If $\cos \theta +sec\theta =\frac{5}{2}$, then the general value of $\theta$ is

• A. $n\pi \pm \frac{\pi }{3}$
• B. $2n\pi \pm \frac{\pi }{6}$
• C. $n\pi \pm \frac{\pi }{6}$
• D. $2n\pi \pm \frac{\pi }{3}$

Answer 1

The correct option is D

$2n\pi \pm \frac{\pi }{3}$

Explanation for the correct option:

Step 1. Find the value of $\theta$:

Given, $\cos \theta +sec\theta =\frac{5}{2}$

$\Rightarrow$ $\cos \theta +\frac{1}{\cos \theta }=\frac{5}{2}$

$\Rightarrow$ ${\cos }^2\theta +1=\frac{5}{2}\cos \theta$

$\Rightarrow$ $2{\cos }^2\theta +2=5\cos \theta$

$\Rightarrow$ $2{\cos }^2\theta –5\cos \theta +2=0$

$\Rightarrow$ $2{\cos }^2\theta –4\cos \theta –\cos \theta +2=0$

$\Rightarrow$ $2\cos \theta (\cos \theta –2)–1(\cos \theta –2)=0$

$\Rightarrow$ $(2\cos \theta –1)(\cos \theta –2)=0$

$\Rightarrow$ $\cos \theta =\frac{1}{2},\cos \theta =2$

Step 2. $\cos \theta =2$ is not possible since range of $\cos \theta$ is $[-1,1]$.

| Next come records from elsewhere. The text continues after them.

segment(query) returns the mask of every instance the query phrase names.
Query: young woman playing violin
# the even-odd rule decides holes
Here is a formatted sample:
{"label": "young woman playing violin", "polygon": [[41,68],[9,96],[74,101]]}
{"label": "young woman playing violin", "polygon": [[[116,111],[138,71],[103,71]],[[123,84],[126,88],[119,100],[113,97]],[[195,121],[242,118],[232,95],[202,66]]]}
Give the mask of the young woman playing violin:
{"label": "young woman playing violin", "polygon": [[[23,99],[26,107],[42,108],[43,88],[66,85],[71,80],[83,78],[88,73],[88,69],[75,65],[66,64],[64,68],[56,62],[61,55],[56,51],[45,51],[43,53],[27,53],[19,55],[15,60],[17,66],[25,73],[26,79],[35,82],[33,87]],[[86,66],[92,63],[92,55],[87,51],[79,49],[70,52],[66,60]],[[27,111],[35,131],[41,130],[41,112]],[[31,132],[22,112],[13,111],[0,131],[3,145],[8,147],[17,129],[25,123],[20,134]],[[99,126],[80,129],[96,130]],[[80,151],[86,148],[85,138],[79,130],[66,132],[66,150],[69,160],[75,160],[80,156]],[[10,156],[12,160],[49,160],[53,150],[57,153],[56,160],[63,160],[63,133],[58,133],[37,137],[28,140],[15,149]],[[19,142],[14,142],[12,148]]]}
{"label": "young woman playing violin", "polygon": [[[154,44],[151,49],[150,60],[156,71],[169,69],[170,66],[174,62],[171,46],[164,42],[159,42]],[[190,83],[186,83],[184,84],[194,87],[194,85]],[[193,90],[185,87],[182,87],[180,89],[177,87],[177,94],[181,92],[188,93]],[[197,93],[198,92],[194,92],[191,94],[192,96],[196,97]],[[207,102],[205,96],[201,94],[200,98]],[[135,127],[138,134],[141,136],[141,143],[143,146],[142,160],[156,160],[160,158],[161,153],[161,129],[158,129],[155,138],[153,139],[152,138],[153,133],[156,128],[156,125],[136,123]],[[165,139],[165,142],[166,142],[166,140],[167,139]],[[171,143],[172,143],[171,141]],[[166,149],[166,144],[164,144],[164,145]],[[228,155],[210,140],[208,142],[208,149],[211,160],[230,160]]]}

$\Rightarrow$$\cos \theta =\frac{1}{2}$

$\Rightarrow$$\cos \theta =\cos \frac{\pi }{3}$

$\mathbf{\therefore }\mathit{\theta }\mathbf{}\mathbf{=}\mathbf{}\mathbf{2}\mathit{n}\mathit{\pi }\mathbf{}\mathbf{\pm }\mathbf{}\frac{\mathbf{\pi }}{\mathbf{3}}$

Hence, Option ‘D’ is Correct.